We're gonna have to pay money and we may not want to yet. We also said if we go further backwards then, our requirements that we don't wanna have to manage infrastructure. Well, we've kind of seen that cloud hosted is actually very possible. So we can get self hosted completely out of here, we don't have to worry about it.

We know now that we have a solution that's potentially a decent price, and also technically what we like. Cool, okay. So basically, after you've kind of looked at everything, you've sauced it, and you say, okay, cool. There's gonna be a point where you're gonna start feeling like, okay, I need to write my solution, right?

And this is hands down the scariest part about writing a technical document because this is where you put your money where your mouth is. [LAUGH] And the best thing I can say with this is, lean on your gut, right? Lean on your experience, your knowledge. And just try and find the best solution possible, even if it's not the one you wanted.
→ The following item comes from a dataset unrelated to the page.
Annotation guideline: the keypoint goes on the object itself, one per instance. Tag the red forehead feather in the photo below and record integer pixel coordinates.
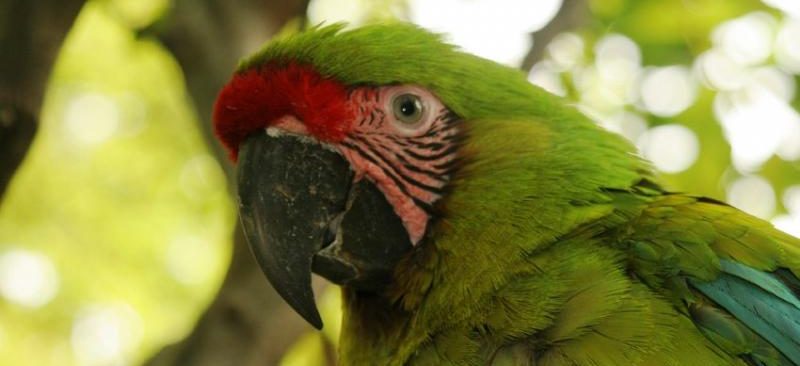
(255, 98)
Because honestly, AWS OpenSearch seems pretty cool, right? So just maybe Elastic cloud, you might even be excited about the solution you're not gonna use [LAUGH] and you have to be prepared for that, right? As a DevOps engineer, you have to be prepared for giving the company the best solution, not you.

So what do we do? We write a proposed solution, right? And we say looking at the list above, there's only one solution that really stands out to solving our problem, the quickest with the best accuracy. And that's Grafana cloud, right? Why is that Grafana cloud? Well, as we just said, we liked the user interface, we like how it works.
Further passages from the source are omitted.